20 War Communism: Red Terror
Terror was used to back up new measures and deal with opposition. Workers wanted more food, free press, a Constituent Assembly. Anarchists rejected authoritarian control. SR’s didn’t like Brest-Litvosk and attempted to assassinate Lenin. This resulted in mass arrests the exclusion of SR’s and Mensheviks from the Soviets, executions*, prisoners were shot arbitrarily resulting in the Cheka killing 13, ,000 between 1918 and 1920 including victims of all stripes. * This included the Tsar, though Lenin blamed it on the local Soviet, the evidence seems to point to the central party carrying out the act.

21 Why were the Bolsheviks in Trouble?
The Famine of 1921 resulting from grain requisitions and farmers choosing not plant as much (Source 7.1, pg. 103). Disease was rampant. Industrial and agricultural production had collapsed with 80-90% less production compared to pre-war levels. They were rejected by the Kronstadt, one of their most popular supporters during July and October of the revolution. Largely because those around for the 1917 revolution were on the front fighting for the Red Army, they were fighting in solidarity with the urban workers and their complaints and poor ship conditions. According to Figes, there was no support from the peasants with many revolts (note especially the Tambov region) and workers were constantly striking because of lack of food, militarized working conditions and state control of unions.

22 The New Economic Policy
With War Communism resulting in economic collapse and widespread rebellion the Bolsheviks introduced the New Economic Policy (NEP), a regression towards capitalism that was seen as a temporary measure to re-stabilize the economy. Grain requisitioning was replaced by a tax where they would give a portion of their crop as a tax. This was less burdensome than the requisitions. In order to get peasants to sell their goods they wanted things to buy, so Lenin allowed small businesses to open and make profit. Private trade was allowed and goods had to be purchased with money. Heavy industry was still controlled by the government but functioned very much like a crown corporation where they were essentially a business. An intense program of electrification to connect rural and urban Russia.

23 Results of the NEP The NEP certainly assisted in economic recovery (see Source 7.16 and 7.18). So-called NEPMEN appeared helping facilitate trade by bringing small goods to market to be bought and sold. Over-production of grain did occur but the government simply took their tax in cash instead, resulting a lower supply of grain. The revived (and somewhat capitalist) economy resulted in trade agreements with Germany (1922) and Great Britain (1924).

24 Political Repression During The NEP
In the spring of 1922, dozens of outstanding Russian writers and scholars were deported to convince the intelligentsia that is it was not a good idea to criticize the government. As well, pre-publication censorship began with the creation of the Main Administration for Affairs of Literature and Publishing Houses Lenin attacked the Church who he saw as a rival to his power. Leaders of the Russian Orthodox Church were given the death penalty and thousands of priests imprisoned Cheka renamed OGPU engaged in arbitrary imprisonment and death of opposition. They occasionally imprisoned Nepmen to assure the Communists and urban workers that capitalism would not re-root. Show trials of opposition and banning of opp. Parties.

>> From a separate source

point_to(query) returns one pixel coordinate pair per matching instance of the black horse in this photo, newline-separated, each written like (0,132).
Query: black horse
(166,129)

25 A Movement Toward Totalitarianism
By 1919 the Politburo was created which centralized power even more so than the Sovnakom essentially making Russia a Totalitarian state. The party took control of the Soviets (to prevent uncooperative Soviets during the Civil War, the Bolsheviks rigged elections and used the Cheka to intimidate voters) and now became tools of the party including leaders now being appointed as opposed to elected by the Soviets themselves. Later in the 1920’s they banned non-communists from the Soviets One of the reasons for this was the chaos during the Civil War where the Bolsheviks needed to find a way to gain control of areas.